Renforcement de la lutte anti dopage en FWB : bientôt des contrôles dans les salles de fitness

Sur proposition du Ministre des Sports Rachid Madrane, la commission du Parlement de la Fédération Wallonie-Bruxelles a approuvé ce mardi 23 octobre un avant-projet de décret modifiant le décret du 20 octobre 2011 relatif à la lutte contre le dopage.

Pour rappel, cette réforme a pour objectif principal de permettre à l’ONAD (Organisation nationale anti dopage) Communauté française de répondre à l’ensemble de ses obligations en tant que signataire du Code mondial antidopage (le Code), vis-à-vis de l’Agence mondiale antidopage (AMA) et, ainsi, de manière plus globale, de réaffirmer son engagement en matière de lutte contre le dopage.

Pour atteindre cet objectif, l’avant-projet de décret prévoit deux grands axes :
– l’autonomie opérationnelle de l’ONAD et ses contours ;
– la compétence disciplinaire obligatoire de la Commission interfédérale disciplinaire en matière de dopage (la CIDD), pour connaître et juger de tout cas de dopage allégué et/ou constaté par l’ONAD et ce, indépendamment de l’affiliation sportive éventuelle du sportif concerné.
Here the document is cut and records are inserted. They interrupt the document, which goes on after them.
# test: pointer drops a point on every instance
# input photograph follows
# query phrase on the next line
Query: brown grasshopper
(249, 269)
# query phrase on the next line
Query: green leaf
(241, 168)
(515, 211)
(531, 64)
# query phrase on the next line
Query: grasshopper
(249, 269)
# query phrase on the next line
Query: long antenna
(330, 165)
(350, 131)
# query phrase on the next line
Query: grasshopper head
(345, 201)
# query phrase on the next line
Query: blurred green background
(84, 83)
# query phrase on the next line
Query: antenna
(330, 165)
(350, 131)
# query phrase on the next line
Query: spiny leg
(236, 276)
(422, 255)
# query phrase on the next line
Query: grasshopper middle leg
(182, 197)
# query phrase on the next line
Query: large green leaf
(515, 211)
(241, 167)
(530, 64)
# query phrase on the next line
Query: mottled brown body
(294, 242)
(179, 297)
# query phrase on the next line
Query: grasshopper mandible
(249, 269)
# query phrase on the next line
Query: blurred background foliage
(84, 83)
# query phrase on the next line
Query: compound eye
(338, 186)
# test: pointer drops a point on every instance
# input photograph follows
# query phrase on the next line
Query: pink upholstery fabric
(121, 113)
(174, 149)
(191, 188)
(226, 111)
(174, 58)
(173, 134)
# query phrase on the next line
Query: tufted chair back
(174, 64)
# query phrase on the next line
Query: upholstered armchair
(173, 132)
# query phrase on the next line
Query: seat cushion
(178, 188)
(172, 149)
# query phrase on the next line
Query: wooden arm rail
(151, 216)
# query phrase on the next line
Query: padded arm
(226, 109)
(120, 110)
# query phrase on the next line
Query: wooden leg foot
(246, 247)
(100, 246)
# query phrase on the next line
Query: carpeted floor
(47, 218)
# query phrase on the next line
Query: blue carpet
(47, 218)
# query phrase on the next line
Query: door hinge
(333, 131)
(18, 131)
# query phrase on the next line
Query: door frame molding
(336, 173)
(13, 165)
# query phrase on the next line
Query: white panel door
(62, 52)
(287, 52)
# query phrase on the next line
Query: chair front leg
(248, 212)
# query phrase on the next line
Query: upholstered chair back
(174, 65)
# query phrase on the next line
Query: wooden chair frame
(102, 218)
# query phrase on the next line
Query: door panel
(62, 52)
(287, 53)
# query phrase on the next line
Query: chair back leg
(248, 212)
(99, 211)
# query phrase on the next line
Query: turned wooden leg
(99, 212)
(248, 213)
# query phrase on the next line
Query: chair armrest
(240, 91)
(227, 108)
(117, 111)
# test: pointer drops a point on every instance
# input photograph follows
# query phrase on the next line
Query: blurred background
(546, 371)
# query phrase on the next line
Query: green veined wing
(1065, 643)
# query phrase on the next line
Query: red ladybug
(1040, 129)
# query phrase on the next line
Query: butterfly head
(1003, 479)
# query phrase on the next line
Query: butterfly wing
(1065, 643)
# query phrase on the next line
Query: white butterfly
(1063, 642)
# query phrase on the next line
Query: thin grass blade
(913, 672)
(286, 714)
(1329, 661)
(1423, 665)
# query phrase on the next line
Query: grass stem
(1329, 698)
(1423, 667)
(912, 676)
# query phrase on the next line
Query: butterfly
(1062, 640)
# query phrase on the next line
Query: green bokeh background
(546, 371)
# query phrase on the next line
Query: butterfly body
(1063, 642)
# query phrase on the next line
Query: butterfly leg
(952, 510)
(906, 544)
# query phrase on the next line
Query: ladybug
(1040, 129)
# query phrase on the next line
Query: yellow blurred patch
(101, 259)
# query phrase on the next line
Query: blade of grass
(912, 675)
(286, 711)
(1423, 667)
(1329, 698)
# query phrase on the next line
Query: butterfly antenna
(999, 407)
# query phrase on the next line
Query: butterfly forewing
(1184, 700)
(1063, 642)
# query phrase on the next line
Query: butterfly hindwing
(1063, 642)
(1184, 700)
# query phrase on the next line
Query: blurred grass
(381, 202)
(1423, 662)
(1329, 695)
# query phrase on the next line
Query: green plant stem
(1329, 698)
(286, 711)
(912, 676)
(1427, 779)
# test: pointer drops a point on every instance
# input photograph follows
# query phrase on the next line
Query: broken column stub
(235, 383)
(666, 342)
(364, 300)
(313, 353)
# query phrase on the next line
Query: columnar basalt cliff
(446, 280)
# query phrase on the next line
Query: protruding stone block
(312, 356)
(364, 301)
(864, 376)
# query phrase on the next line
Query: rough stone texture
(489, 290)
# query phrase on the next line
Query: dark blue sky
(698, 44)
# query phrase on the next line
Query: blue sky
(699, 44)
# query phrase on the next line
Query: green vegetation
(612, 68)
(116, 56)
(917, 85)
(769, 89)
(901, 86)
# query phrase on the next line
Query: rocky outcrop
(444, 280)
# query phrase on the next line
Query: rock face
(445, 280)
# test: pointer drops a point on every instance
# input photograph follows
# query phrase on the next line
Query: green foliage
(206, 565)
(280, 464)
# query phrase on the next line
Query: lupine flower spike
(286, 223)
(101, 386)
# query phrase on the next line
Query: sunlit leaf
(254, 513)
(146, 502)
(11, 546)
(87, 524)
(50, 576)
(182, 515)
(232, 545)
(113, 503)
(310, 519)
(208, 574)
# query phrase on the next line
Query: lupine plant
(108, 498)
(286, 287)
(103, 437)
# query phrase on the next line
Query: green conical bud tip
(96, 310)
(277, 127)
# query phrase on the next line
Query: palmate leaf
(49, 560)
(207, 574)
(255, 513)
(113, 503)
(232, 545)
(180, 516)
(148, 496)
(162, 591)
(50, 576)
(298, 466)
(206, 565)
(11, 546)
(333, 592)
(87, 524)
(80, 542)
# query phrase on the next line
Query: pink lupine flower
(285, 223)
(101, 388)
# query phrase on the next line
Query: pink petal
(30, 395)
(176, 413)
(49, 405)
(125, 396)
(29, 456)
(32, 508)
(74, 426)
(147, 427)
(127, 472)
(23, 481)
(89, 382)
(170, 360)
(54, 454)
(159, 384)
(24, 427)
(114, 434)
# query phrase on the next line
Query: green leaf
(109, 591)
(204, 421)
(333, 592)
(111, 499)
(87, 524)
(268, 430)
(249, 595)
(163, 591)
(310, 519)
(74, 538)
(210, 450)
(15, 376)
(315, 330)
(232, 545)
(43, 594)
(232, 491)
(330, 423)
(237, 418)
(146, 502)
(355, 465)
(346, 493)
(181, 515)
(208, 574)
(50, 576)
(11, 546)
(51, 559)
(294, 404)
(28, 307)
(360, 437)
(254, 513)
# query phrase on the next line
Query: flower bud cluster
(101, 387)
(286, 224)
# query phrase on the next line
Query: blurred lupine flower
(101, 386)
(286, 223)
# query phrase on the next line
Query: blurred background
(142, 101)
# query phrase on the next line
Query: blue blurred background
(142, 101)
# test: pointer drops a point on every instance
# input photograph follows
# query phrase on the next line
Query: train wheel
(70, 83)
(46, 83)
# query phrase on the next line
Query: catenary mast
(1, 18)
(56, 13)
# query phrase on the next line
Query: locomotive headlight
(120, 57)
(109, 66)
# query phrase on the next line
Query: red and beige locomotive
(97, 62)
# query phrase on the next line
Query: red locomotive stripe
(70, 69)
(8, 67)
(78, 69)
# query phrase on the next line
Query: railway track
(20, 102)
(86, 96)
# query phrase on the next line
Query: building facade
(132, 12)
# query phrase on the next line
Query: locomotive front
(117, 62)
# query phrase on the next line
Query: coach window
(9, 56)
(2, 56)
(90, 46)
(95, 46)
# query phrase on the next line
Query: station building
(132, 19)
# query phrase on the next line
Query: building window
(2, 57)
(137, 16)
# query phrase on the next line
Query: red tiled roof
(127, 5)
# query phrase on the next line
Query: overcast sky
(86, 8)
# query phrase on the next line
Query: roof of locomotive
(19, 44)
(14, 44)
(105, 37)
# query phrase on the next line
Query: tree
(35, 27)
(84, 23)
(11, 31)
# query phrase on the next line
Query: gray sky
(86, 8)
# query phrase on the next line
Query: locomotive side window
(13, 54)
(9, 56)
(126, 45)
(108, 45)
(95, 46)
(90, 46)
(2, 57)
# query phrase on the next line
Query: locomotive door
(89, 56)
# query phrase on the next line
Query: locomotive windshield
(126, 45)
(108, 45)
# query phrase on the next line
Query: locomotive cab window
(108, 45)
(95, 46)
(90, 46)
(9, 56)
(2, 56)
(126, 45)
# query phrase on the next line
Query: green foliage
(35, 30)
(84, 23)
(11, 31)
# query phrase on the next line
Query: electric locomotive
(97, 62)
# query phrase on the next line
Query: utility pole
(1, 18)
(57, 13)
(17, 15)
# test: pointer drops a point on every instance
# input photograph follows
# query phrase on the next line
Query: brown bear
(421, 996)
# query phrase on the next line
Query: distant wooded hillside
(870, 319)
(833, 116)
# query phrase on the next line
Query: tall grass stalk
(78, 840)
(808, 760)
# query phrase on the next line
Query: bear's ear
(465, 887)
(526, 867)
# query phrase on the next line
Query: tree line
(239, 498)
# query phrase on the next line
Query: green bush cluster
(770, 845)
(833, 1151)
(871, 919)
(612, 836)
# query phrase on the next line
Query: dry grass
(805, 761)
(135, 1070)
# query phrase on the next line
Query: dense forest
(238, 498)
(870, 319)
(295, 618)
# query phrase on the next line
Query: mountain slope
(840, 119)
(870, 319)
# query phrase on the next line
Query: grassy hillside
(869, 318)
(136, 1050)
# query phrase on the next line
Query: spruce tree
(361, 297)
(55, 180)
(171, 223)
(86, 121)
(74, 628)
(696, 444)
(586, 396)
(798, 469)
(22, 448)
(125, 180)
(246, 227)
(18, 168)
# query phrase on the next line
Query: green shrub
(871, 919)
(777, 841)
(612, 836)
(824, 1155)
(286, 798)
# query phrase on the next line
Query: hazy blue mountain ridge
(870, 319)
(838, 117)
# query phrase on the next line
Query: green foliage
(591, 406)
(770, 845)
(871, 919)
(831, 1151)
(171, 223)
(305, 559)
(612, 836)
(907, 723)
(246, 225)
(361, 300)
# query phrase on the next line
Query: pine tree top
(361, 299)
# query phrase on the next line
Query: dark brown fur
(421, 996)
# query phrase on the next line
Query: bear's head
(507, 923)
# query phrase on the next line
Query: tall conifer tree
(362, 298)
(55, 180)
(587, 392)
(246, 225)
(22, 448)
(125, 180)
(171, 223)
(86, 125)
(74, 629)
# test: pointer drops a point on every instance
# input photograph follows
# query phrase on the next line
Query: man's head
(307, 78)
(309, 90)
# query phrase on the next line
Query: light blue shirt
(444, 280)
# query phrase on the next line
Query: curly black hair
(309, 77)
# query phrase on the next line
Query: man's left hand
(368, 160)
A l’heure actuelle, les contrôles effectués chaque année par l’ONAD visent essentiellement le sport de haut niveau, avec ce nouveau décret, les contrôles pourront à l’avenir cibler également les disciplines pratiquées de manière libre et sans affiliation sportive, comme le fitness ou les courses à pied.

Concrètement cette réforme prévoit trois changements majeurs:

En premier lieu, un seul tribunal antidopage sera bientôt compétent pour juger disciplinairement tout cas de dopage constaté ou allégué par l’ONAD.

Actuellement, la compétence disciplinaire relève des fédérations sportives.
Avec ce nouveau décret, tout contrôle positif sera suivi d’une décision et d’une sanction conforme au Code mondial antidopage, ce qui n’était pas nécessairement le cas avant pour certaines fédérations sportives.

Par ailleurs, effet voulu et induit de cette compétence disciplinaire élargie, pour la CIDD, la présente réforme a aussi pour objectif de permettre une lutte plus efficace contre différentes formes de dopage – connues des autorités – qui sévissent au sein de certaines salles de fitness.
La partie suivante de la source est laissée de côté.